Everything is composable and is unified in our system. Task dependency control flow, they are all associated with each other, so you can represent a very generic control Taskflow graph to achieve end-to-end parallelism. And for example, there is a post on Reddit sharing how Taskflow helped their company migrate existing multimedia engine to the parallel target in just a few hours, and the performance got about 8%.
So right now, it is open source, and we do have quite a lot of people using that. Some of them are companies, for example, I recently gave a talk to Xilinx at AMD, their Vivado Synthesis place and route engine is already using Taskflow.
Okay, I believe I'm going to stop here. If you want to understand more details about our system, feel free to check out our website.
So in your examples, you specified the precedence manually, so that "A after C, B" and "B after C", or something like that. But are you also able to figure out the data dependencies?
So the question is about data dependency. In our system, we do not handle data dependency. It is completely up to application developer. This is probably one of the biggest lessons we have learned when we tried to start, initiate this project, because the way you want to optimize the memory-managed data is typically application-dependent. So we do not provide yet another abstraction over data, but we just focus on how to describe your workload in terms of task graph, and then we schedule that for you. And of course, you can always describe your data dependency in terms of task dependency.
Are there opportunities in any algorithms you looked at for overlapping data, streaming data between tasks?
That's a very good question. Yes, we do have a very specialized scheduler trying to maximize the overlap between your tasks and data movement as much as possible. But that will be a totally different topic related to scheduler.

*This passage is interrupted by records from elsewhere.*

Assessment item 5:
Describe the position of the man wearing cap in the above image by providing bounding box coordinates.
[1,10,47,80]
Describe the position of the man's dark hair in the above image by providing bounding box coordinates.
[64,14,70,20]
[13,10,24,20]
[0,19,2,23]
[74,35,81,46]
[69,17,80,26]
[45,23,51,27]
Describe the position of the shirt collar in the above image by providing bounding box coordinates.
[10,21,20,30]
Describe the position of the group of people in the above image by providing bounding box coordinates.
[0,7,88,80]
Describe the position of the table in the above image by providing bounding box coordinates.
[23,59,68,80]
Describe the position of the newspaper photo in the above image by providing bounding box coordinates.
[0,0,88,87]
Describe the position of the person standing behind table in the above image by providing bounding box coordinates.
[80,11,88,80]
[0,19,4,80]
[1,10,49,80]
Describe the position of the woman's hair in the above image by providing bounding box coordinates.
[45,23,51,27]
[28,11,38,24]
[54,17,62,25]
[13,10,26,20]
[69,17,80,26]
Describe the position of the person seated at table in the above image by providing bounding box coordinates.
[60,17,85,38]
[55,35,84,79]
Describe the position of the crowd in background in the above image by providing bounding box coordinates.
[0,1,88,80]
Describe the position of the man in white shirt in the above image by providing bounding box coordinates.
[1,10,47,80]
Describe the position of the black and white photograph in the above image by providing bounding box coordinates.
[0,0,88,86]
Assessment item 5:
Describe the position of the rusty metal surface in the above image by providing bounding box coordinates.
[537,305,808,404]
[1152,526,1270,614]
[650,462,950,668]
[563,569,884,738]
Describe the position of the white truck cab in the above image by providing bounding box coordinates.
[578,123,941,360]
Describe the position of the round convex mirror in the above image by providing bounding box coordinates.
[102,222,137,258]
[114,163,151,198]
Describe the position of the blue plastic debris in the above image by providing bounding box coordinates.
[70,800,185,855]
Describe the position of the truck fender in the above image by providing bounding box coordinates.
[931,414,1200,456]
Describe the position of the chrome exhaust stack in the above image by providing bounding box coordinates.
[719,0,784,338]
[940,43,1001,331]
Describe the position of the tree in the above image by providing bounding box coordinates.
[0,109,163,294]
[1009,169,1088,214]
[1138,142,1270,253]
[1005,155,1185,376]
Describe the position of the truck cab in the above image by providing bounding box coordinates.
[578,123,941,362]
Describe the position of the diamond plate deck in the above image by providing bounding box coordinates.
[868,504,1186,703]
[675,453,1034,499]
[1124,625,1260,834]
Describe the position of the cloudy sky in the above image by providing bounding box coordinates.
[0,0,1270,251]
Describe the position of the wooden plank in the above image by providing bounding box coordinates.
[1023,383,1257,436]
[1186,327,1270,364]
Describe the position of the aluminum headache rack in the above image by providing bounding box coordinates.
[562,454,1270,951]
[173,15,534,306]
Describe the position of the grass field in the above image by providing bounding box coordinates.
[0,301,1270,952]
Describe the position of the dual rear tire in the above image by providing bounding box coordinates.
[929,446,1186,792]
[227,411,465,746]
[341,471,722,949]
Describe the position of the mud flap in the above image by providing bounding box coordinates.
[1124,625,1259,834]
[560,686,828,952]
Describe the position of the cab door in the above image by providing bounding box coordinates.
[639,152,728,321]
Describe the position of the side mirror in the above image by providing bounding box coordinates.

My question would be, how does this language compare or approach to other domain-specific language for data or control data flow such as Hadoop and Actor language, because it looks very much like Actors. You connect in your main program and then you do this behavior. Do you have to write any analysis quizzes for dynamic or static data flow? Because they're domain-specific, what's the analysis for such restricted data flow, what is the computation that has to be done in memory? Any work has been done in this area?
Actually, my short answer to this is no. Like I said, we primarily focus on how we can describe a task flow graph and we can do the scheduling for you. And the reason why we do not want to come up with another domain-specific knowledge is the ecosystem. Because a lot of time when you come up with a domain-specific language, the biggest challenge is you have to convince the community, convince the people to either rewrite the application using your language or they will start to question about the sustainability of that particular language. So that is the biggest challenge there.
So your task flow could be any C++ object?
So TaskFlow is completely written in standard C++. Like I said, there is no non-standard C++ feature. So it's fairly easy to use and integrate into your project.